The answer surprises most people. The most open countries in the world are not large wealthy nations. They are small island states: Micronesia, Seychelles, Dominica, Haiti, Saint Vincent and the Grenadines.
These nations have made a deliberate economic choice. Tourism is their primary industry, and restricting entry would mean restricting their own income. So they open their doors to almost everyone, regardless of passport strength. A visitor from Germany and a visitor from Nigeria are equally welcome.
This creates an interesting phenomenon in the network: these small open economies occupy the most central positions in the global mobility network — not because their own citizens travel freely, but because they serve as universally accessible meeting points in a world of unequal movement.
Finding 05
To measure inequality in passport freedom, this project applied the Gini coefficient — the same statistical tool used to measure income inequality between countries. A score of 0 means perfect equality; a score of 1 means total inequality.
Global passport mobility scored 0.129.
For context, income inequality Gini scores typically range between 0.3 and 0.6 in most nations. So while passport inequality is real and meaningful, it is considerably more evenly distributed than wealth. The Lorenz curve — a graph that shows how far a distribution deviates from perfect equality — shows a gentle bow, not a sharp one.
But there is an important nuance here. The Gini coefficient measures the statistical spread of scores across all 199 countries. What it cannot capture is the human experience of holding a weak passport: the visa application fees, the waiting rooms, the rejection letters, the moments of being told by a form that you are not welcome somewhere. The gap between a score of 80 and a score of 174 represents not just numbers — it represents two radically different relationships with the world.
Summary
Global passport mobility is not a smooth continuum. It clusters into two distinct tiers, with a meaningful gap between high-access and low-access countries.
Europe produces the world's strongest passports and imposes the world's most restrictive entry barriers — a profound asymmetry that defines global mobility inequality.
The most welcoming countries are small island economies that depend on tourism. They are the great equalizers of the global travel system — open to almost everyone.
The UAE's rise to the top of the global rankings shows that passport strength is not fixed.
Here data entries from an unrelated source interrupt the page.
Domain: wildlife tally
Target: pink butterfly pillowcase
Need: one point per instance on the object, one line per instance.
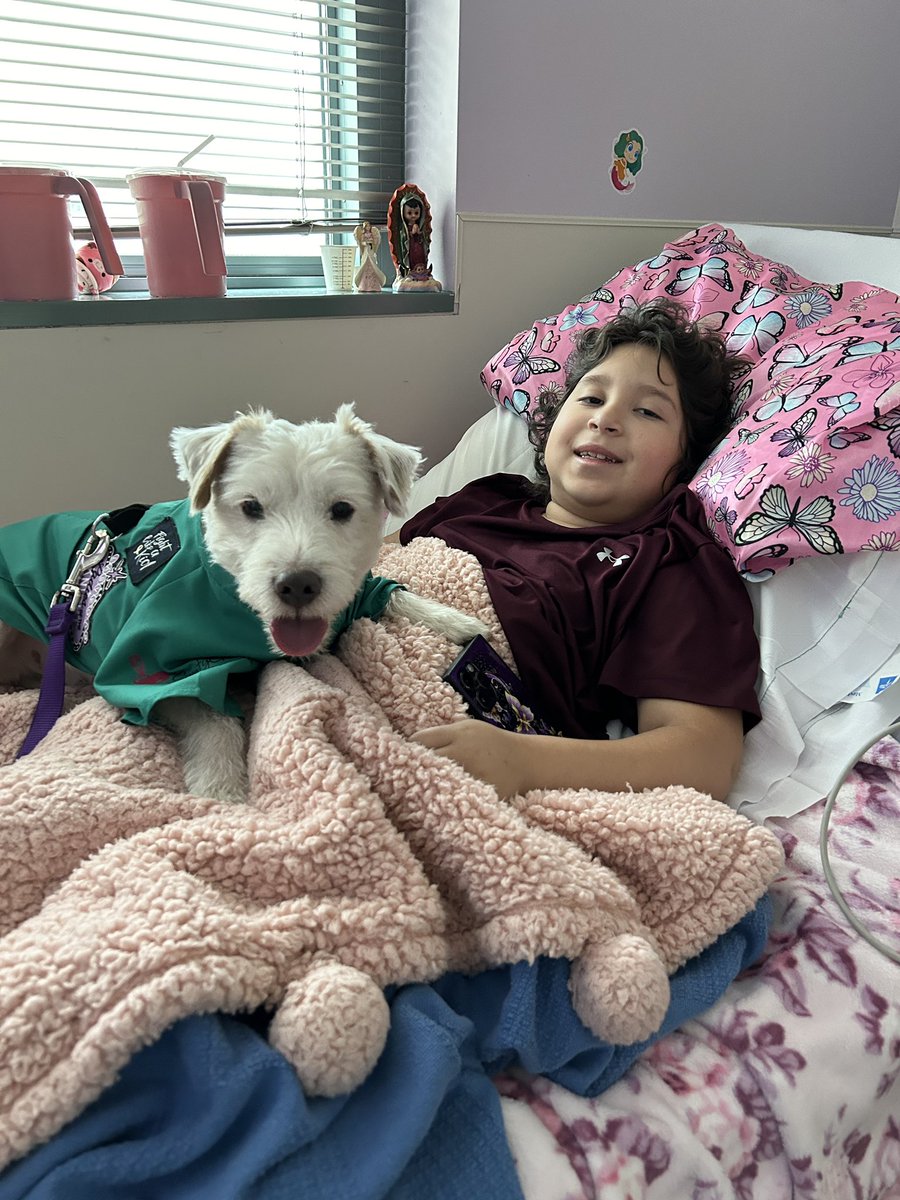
(811, 465)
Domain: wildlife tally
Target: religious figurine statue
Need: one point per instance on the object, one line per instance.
(369, 277)
(409, 233)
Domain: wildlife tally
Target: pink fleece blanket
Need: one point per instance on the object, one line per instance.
(361, 859)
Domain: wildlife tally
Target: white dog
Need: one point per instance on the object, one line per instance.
(273, 547)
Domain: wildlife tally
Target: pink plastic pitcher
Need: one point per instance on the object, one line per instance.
(36, 252)
(180, 222)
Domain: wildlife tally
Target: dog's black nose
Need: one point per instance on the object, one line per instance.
(298, 588)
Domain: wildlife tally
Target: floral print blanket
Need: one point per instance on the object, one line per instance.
(790, 1085)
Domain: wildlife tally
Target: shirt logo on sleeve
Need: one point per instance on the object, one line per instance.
(154, 550)
(606, 556)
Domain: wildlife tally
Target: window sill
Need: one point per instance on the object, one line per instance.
(244, 304)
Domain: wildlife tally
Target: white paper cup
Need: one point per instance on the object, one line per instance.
(337, 263)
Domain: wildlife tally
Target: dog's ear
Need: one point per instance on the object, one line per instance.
(396, 465)
(201, 455)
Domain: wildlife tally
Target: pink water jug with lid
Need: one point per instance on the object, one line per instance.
(181, 231)
(36, 253)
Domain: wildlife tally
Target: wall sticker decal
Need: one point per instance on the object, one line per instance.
(627, 160)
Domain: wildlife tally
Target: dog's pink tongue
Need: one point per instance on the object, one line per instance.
(298, 636)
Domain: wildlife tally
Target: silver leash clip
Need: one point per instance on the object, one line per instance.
(93, 552)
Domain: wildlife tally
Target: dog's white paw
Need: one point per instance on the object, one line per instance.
(213, 749)
(455, 625)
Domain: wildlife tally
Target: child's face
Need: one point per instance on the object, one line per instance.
(616, 439)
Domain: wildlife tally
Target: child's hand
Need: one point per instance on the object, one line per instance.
(487, 753)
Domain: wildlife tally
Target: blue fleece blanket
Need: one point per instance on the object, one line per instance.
(210, 1111)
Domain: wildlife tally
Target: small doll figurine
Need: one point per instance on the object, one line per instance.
(409, 232)
(90, 274)
(369, 277)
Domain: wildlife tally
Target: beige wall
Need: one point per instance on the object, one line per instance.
(88, 411)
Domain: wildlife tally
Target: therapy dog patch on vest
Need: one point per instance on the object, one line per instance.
(154, 550)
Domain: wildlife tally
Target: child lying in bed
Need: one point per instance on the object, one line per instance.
(615, 598)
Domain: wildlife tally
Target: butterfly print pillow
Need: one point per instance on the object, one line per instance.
(811, 465)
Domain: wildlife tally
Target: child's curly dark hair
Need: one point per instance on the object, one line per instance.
(705, 372)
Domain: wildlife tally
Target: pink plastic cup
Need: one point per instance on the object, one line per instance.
(36, 253)
(181, 229)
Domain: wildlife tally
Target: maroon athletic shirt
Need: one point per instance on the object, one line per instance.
(604, 616)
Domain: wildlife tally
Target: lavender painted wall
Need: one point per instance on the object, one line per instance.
(775, 111)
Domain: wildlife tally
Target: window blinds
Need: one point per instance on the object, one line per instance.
(304, 101)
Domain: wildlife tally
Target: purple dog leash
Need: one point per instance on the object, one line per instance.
(64, 607)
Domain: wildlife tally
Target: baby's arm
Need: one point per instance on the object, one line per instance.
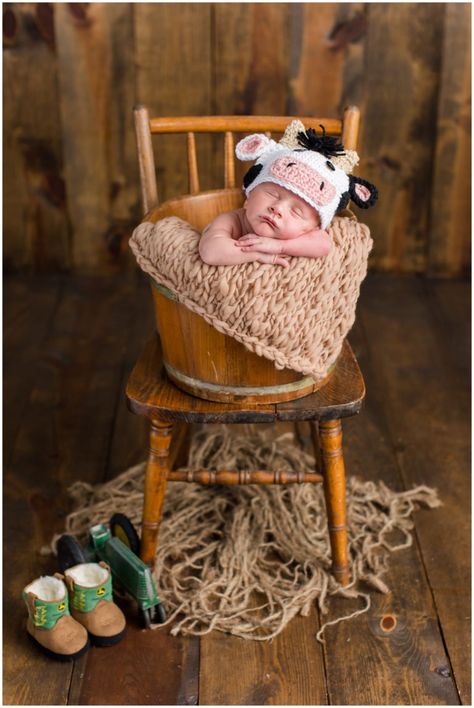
(314, 244)
(217, 244)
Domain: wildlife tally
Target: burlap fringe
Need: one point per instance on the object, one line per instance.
(246, 559)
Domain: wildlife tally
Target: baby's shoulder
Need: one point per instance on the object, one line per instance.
(230, 221)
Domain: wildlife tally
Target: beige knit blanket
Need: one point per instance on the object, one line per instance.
(298, 316)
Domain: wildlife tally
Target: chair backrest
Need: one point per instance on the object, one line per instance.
(347, 129)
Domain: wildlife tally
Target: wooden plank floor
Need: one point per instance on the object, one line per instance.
(69, 344)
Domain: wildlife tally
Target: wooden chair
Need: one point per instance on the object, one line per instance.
(151, 392)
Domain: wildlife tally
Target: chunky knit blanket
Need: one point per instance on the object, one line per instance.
(297, 316)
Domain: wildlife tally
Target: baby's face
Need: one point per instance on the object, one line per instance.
(276, 212)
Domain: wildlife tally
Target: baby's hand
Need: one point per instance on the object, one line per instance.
(263, 244)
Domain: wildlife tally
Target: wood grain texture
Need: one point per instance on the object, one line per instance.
(83, 47)
(149, 668)
(430, 432)
(72, 193)
(36, 231)
(398, 642)
(288, 670)
(173, 77)
(399, 129)
(312, 47)
(72, 400)
(251, 71)
(449, 245)
(411, 648)
(150, 393)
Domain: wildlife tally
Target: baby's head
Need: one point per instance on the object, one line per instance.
(314, 168)
(274, 211)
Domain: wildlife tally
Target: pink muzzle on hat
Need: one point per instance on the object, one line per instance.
(303, 178)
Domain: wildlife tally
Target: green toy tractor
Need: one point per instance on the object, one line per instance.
(118, 546)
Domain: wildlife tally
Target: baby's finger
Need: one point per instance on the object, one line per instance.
(247, 241)
(282, 261)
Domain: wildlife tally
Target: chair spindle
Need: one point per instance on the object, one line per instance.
(229, 165)
(193, 174)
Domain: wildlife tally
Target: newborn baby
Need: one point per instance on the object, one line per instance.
(272, 224)
(292, 193)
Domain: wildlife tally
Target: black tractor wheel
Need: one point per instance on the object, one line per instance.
(159, 615)
(69, 552)
(122, 528)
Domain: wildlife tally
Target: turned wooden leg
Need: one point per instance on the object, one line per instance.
(155, 487)
(327, 440)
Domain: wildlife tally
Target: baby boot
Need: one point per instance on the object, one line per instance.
(49, 624)
(91, 602)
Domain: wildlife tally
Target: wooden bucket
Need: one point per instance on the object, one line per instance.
(199, 359)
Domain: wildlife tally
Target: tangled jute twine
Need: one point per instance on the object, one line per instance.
(297, 316)
(247, 559)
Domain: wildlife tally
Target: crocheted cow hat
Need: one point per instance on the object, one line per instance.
(315, 167)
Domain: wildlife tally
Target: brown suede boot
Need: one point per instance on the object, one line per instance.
(90, 598)
(49, 624)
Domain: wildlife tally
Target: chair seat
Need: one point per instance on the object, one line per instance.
(149, 392)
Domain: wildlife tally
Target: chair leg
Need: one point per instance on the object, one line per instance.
(327, 440)
(155, 487)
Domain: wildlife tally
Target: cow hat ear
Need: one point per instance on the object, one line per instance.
(254, 146)
(364, 194)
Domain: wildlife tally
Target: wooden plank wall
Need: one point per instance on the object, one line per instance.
(73, 71)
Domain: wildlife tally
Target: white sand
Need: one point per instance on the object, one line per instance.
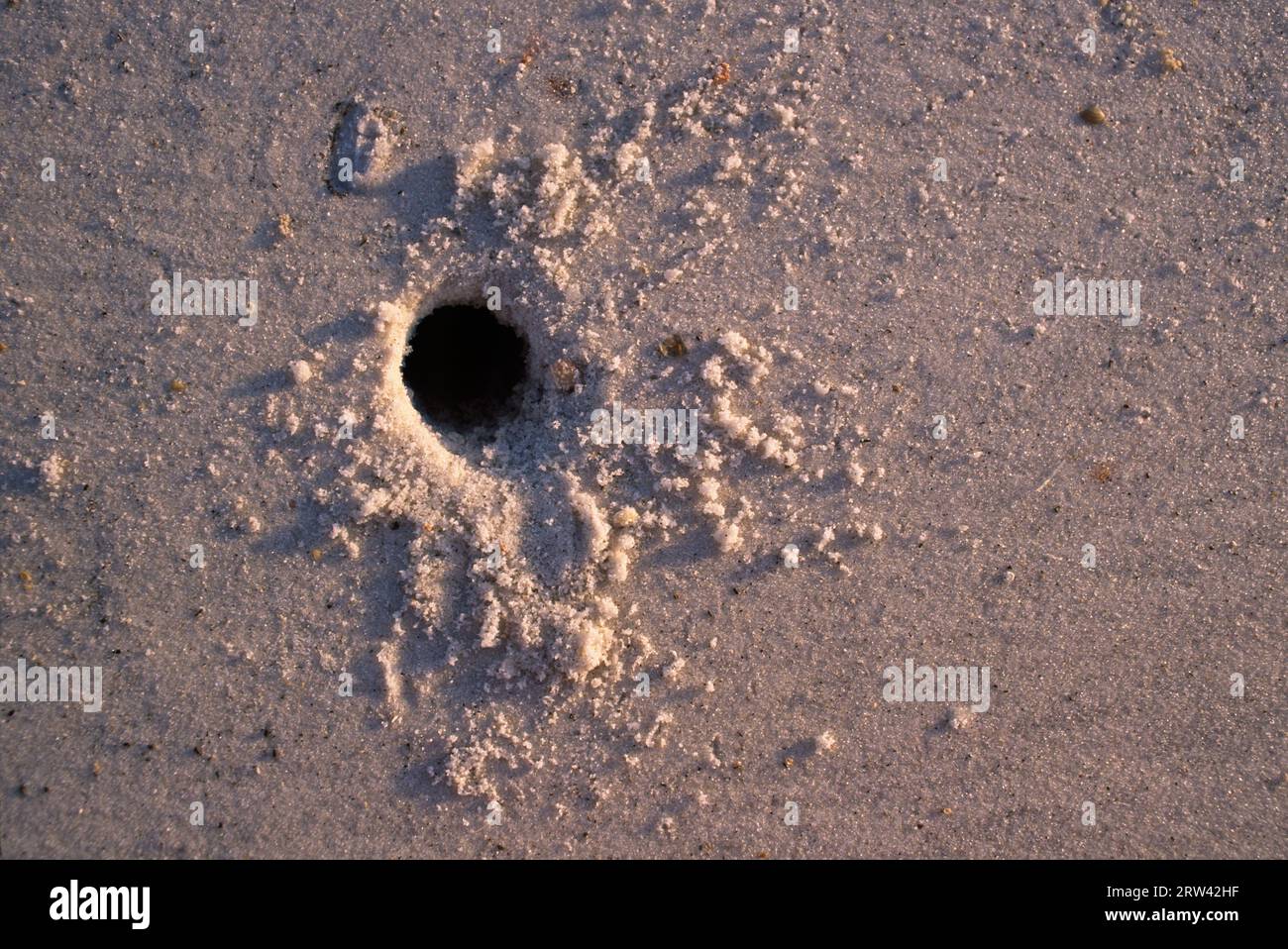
(600, 645)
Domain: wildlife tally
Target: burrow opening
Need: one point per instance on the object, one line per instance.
(465, 369)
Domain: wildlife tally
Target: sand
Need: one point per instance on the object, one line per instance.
(348, 630)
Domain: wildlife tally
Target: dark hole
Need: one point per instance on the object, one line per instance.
(464, 369)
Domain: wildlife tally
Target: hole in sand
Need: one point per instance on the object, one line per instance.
(465, 369)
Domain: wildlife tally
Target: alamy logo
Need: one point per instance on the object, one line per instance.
(80, 684)
(178, 296)
(665, 426)
(1076, 297)
(130, 902)
(938, 684)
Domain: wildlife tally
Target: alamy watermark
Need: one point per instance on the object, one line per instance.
(662, 426)
(78, 684)
(207, 297)
(1077, 297)
(938, 684)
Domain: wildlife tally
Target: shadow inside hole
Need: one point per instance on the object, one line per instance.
(465, 369)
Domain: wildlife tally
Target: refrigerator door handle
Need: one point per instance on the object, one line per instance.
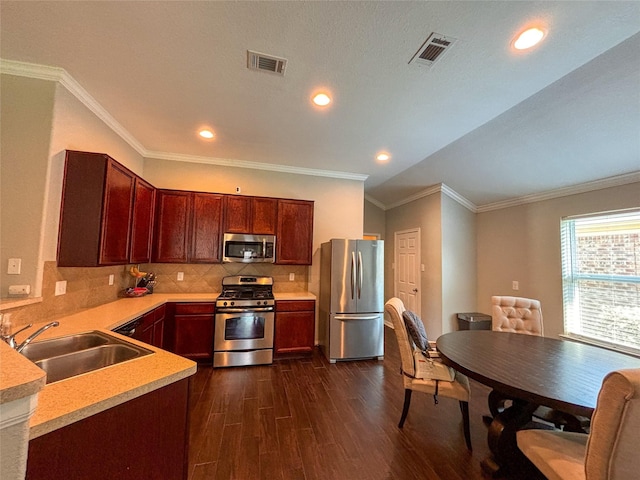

It can be earned through strategic diplomacy and deliberate policy choices.
Treating global mobility as a network — rather than a simple ranking — reveals community structures, central hubs, and asymmetries that conventional passport indexes miss entirely.
A Gini coefficient of 0.129 confirms that passport inequality exists but is less extreme than income inequality. The human cost, however, is not fully captured by any single number.
Conclusion
The global visa system is so embedded in how international travel works that most people simply accept it as natural — the way things are. This project uses data science to make that system visible: to map it, measure it, and name it.
What emerges is a picture of a world divided not by geography, but by the administrative power of the document in your pocket. The borders that matter most are not the ones drawn on maps. They are the ones printed on the cover of a passport.
Network science gives us a new lens for understanding this system — one that reveals not just who is strong and who is weak, but how the whole structure holds together, who the key hubs are, and where the deepest asymmetries lie. The hope is that making these patterns visible is a first step toward asking harder questions about whether they need to persist.
"Freedom of movement is often discussed as a universal aspiration. The data suggests it remains, for now, a highly unequal reality."